Dear Reader: a letter from Frank Gardner
Writing Crisis has been a huge mental adventure for me and so completely different from my two previous non-fiction titles, Blood and Sand and Far Horizons. Working as a correspondent in BBC News in my day job, I have to keep within the strict tramlines of accuracy and impartiality. So I can’t tell you how liberating it feels to start inventing plots, characters, their dialogue, their quirks and traits, imaginary people who I hope will evince some visceral reaction in the reader, either positive or negative.
I had always wanted to write an action thriller set somewhere exotic but it was only when faced with an 11-hour flight to Los Angeles that I sat staring at a blank screen on my laptop and thought: ok, it’s time to do this. The obvious place for me to anchor it was in the Middle East, so I chose Colombia instead; I wanted to surprise people. I’ve been lucky enough to go there four times, most recently for work trips but also doing some independent trekking in the 90s. These visits have taken me right inside the government’s war against the drug cartels there, allowing me to see first-hand how their hostage negotiation units operate or following a police commando unit into the steamy jungles to find and blow up processing labs. For me, the persistent whine of mosquitoes hovering round my face is all too real. Two days after we filmed in one of these places our cameraman went down with dengue fever and he was then off work for months.
The hardest part of writing this book was not the Colombian scenes, it was the Whitehall ones. How to make them realistic enough without being boring? Because the truth is, were someone ever to smuggle a weapon like the one in this book into Britain then there is a whole complex machinery of government that grinds into gear. Who takes the lead? Is it MI5? The Met Police? Cabinet Office? No.10? The MOD? Aldermaston?
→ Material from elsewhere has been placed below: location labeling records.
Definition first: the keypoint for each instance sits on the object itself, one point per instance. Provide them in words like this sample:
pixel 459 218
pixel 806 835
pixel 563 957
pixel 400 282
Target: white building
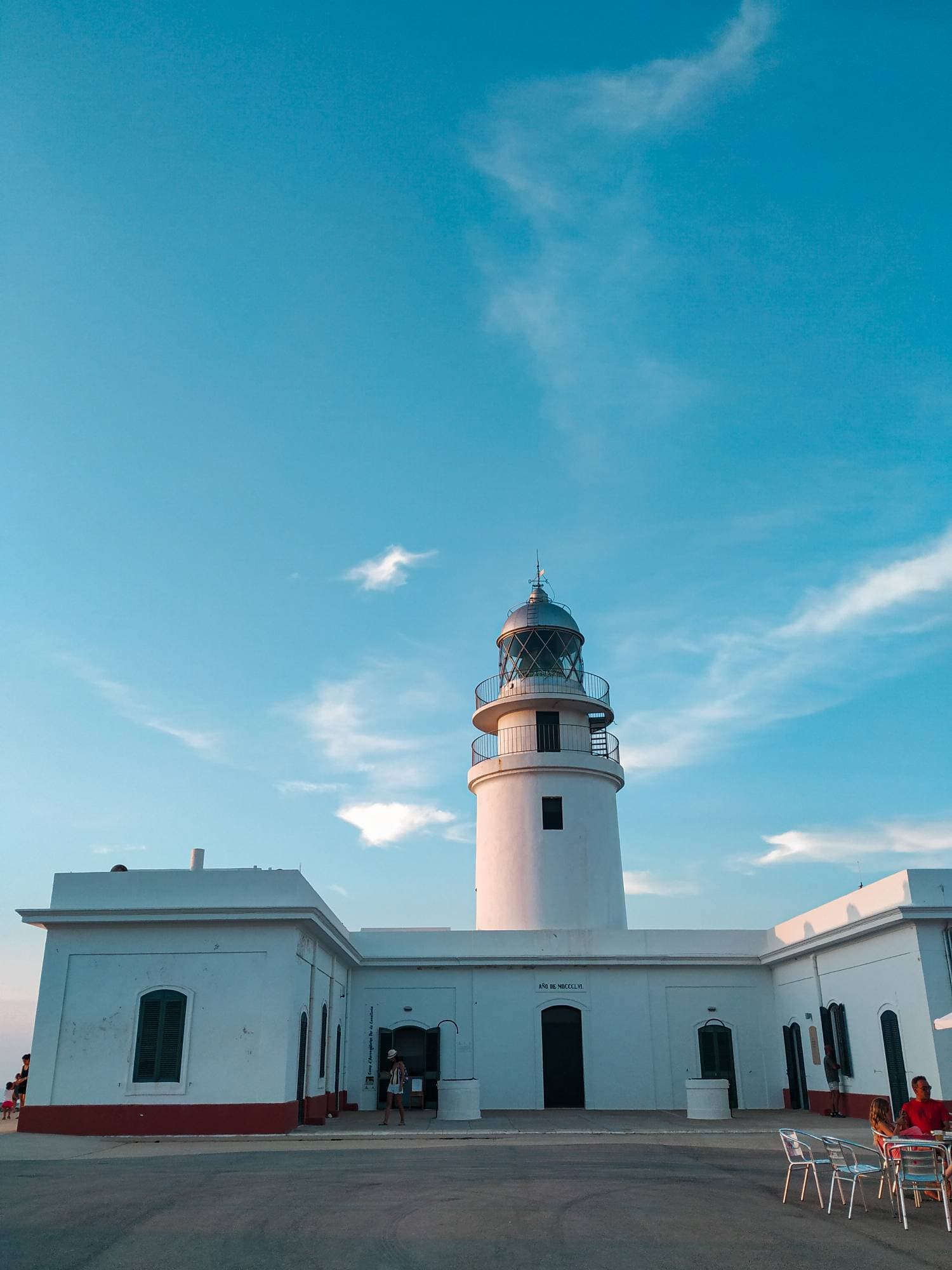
pixel 234 1001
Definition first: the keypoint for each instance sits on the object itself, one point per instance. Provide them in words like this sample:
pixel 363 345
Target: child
pixel 882 1122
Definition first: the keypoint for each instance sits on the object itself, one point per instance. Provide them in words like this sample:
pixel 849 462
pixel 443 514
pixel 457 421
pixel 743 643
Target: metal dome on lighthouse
pixel 545 774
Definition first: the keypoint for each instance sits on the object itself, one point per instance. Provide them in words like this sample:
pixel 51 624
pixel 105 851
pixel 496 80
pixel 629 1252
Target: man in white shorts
pixel 831 1069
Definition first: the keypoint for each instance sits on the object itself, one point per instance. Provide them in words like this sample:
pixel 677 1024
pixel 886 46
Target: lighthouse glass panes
pixel 540 652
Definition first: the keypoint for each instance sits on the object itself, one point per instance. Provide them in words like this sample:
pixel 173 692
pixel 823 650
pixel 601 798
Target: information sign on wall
pixel 562 981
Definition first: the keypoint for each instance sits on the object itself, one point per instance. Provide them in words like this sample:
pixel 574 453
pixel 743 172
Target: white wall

I did a lot of research in writing this book and I seemed to get a different answer everywhere I looked. The fun part was doing the research on the ground. I needed to go to Cornwall to see for myself how someone could bring such a weapon in by sea. But being based in a wheelchair, I could only get so close to the shore, so I sent my teenage daughter ahead to go and scout out the terrain, take photos then come back and tell me the lie of the land. Her input into Crisis is much appreciated!